HOUSEHOLD spending power fell further in May as wages struggled to keep up with rising prices, according to a report.
The average UK household had £157 per week of discretionary income in May, down £1 or 0.5% on a year earlier, supermarket Asda’s Income Tracker showed.
That remains below the £165 peak seen in early 2010, as higher gas, electricity and water bills heap further pressure on cash-strapped consumers.
And disposable income fell despite an increase in the personal tax allowance – the part of earnings on which no tax is paid – to £9,440 in the current tax year from £8,105 a year earlier.
Asda chief executive Andy Clarke said: “Last month the increase in personal tax allowance relieved the pressure on family budgets, as green shoots in the economy started to emerge.

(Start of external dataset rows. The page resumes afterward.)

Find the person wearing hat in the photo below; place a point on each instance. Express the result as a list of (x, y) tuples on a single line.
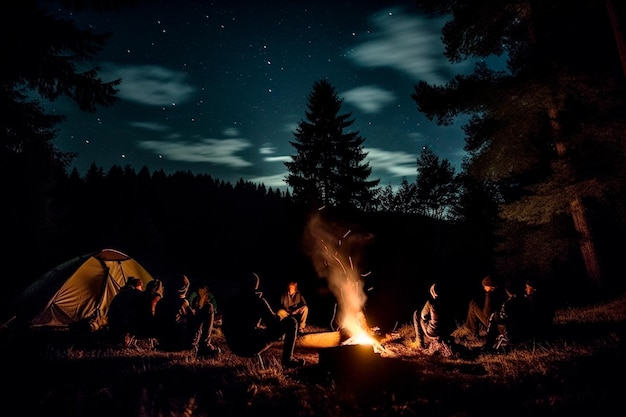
[(292, 303), (122, 314), (179, 326), (147, 302), (250, 326), (434, 323), (481, 307), (511, 323)]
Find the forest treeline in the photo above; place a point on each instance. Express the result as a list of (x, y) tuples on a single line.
[(540, 194)]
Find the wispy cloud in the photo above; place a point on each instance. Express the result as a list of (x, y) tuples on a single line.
[(151, 85), (407, 42), (157, 127), (274, 181), (397, 164), (216, 151), (369, 99), (231, 131)]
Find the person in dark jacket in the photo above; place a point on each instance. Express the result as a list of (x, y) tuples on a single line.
[(481, 307), (146, 311), (179, 326), (250, 326), (122, 313), (292, 303), (509, 325), (434, 323)]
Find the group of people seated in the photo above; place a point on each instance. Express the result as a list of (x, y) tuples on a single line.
[(178, 319), (170, 316), (503, 319)]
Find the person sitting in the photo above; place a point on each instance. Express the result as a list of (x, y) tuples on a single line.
[(510, 325), (434, 324), (481, 307), (292, 303), (250, 326), (122, 313), (146, 324), (179, 326), (203, 295)]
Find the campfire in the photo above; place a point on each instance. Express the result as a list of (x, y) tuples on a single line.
[(337, 259)]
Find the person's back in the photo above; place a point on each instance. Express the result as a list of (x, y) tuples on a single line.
[(510, 325), (481, 306), (434, 323), (122, 313), (250, 325), (293, 303), (514, 315), (242, 319), (172, 316), (146, 312)]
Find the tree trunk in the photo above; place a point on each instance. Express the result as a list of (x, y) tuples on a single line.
[(617, 32), (577, 210)]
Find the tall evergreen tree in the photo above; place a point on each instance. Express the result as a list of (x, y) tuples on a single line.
[(328, 167), (44, 60), (533, 126), (437, 186)]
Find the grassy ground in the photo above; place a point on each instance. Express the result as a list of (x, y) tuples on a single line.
[(579, 372)]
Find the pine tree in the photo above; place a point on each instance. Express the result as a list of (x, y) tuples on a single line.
[(547, 130), (328, 167), (437, 186)]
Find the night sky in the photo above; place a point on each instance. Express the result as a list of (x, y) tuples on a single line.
[(218, 87)]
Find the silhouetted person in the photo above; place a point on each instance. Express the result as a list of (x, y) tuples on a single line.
[(146, 311), (434, 323), (122, 315), (250, 325), (292, 303), (180, 327), (509, 325), (481, 307)]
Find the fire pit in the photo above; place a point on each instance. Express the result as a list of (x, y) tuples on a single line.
[(353, 364)]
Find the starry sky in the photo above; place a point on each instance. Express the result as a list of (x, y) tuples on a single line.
[(218, 87)]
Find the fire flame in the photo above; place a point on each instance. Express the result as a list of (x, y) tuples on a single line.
[(335, 260)]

“However, the reality of three years of near continuous decline in disposable income means families don’t feel any better off.
“The fluctuation of disposable income levels throughout 2013 further demonstrates the fragility of spare cash available to families, which is crucial to stimulating economic growth.”

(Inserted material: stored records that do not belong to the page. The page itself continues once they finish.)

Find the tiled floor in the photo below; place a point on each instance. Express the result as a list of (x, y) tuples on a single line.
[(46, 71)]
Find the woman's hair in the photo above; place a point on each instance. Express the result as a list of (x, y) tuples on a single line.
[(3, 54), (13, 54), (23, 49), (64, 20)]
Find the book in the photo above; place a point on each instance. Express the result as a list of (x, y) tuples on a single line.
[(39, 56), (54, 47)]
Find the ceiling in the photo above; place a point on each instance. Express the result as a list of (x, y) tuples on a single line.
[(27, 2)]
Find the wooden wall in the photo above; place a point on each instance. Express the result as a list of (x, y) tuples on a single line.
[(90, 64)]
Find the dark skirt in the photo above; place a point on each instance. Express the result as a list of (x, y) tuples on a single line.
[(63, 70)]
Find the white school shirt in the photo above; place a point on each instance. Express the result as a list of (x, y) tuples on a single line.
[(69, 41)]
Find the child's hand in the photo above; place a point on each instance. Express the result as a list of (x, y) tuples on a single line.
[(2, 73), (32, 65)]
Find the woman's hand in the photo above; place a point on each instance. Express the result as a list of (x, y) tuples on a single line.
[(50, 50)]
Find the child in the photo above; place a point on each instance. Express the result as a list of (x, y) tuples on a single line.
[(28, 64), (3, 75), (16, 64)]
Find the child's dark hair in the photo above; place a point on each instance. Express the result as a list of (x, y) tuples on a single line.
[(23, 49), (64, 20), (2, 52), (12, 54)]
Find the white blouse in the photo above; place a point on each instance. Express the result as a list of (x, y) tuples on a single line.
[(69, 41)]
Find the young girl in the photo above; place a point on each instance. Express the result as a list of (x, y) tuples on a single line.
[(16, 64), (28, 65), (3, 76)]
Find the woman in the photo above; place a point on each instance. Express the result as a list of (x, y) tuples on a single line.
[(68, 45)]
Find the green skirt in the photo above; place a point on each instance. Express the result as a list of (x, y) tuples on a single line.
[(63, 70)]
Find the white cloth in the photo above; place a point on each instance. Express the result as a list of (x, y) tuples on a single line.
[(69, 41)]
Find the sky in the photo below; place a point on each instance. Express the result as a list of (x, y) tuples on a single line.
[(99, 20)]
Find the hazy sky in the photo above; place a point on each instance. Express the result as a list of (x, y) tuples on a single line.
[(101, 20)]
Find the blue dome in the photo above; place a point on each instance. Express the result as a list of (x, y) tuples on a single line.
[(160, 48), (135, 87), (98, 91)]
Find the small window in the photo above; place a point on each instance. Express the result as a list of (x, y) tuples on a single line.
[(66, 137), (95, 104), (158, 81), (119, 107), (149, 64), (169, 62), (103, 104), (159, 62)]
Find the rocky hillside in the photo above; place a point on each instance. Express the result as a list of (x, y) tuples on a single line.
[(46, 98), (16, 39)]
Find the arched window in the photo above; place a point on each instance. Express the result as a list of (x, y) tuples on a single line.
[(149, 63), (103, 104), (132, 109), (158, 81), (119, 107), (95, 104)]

Figures recently showed the squeeze on consumers intensified last month as soaring air fares and more expensive clothing and footwear lifted inflation higher than expected.
Consumer Prices Index (CPI) inflation climbed to 2.7% in May, from 2.4% in April, the Office for National Statistics (ONS) said.

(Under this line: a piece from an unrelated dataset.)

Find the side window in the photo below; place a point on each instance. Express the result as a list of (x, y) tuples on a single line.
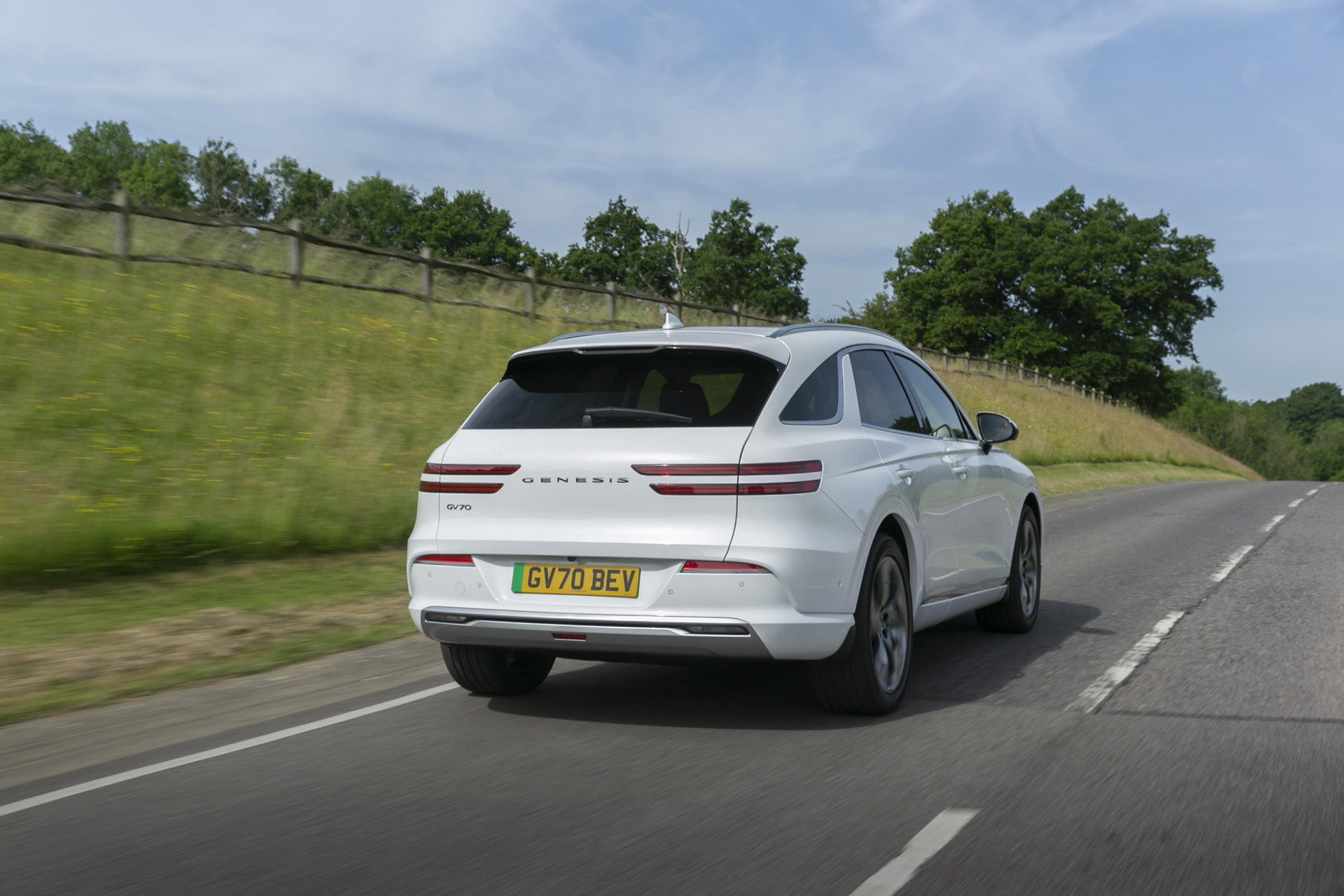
[(939, 409), (818, 400), (882, 399)]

That leaves inflation stubbornly above the Bank of England’s 2% target, which it has not hit since late 2009.
But while inflation is expected to peak at about 3% in coming months, economists believe it will then begin a “slow but steady” drift down.
Inflation continues to outstrip wage rises, with average earnings increasing by just 1.3% in the year to April and 0.7% on the previous month, the ONS said recently.
Rob Harbron, economist at the Centre for Economics and Business Research, said: “Household incomes are struggling to keep pace with the rising price of essentials, leaving discretionary spending power £8 per week lower than its peak seen in 2010.
“Although reduced motor fuel costs, higher tax-free personal allowances and solid job creation in the private sector have helped support household finances, the weakness of earnings growth, capped benefits growth and above-target inflation remain ongoing pressures.”
Asda’s measure of disposable income is based on what remains after accounting for essentials such as taxes, food, bills, transport, clothing and housing costs.
However, disposable income has risen from a low of £151 in late 2011, the supermarket said.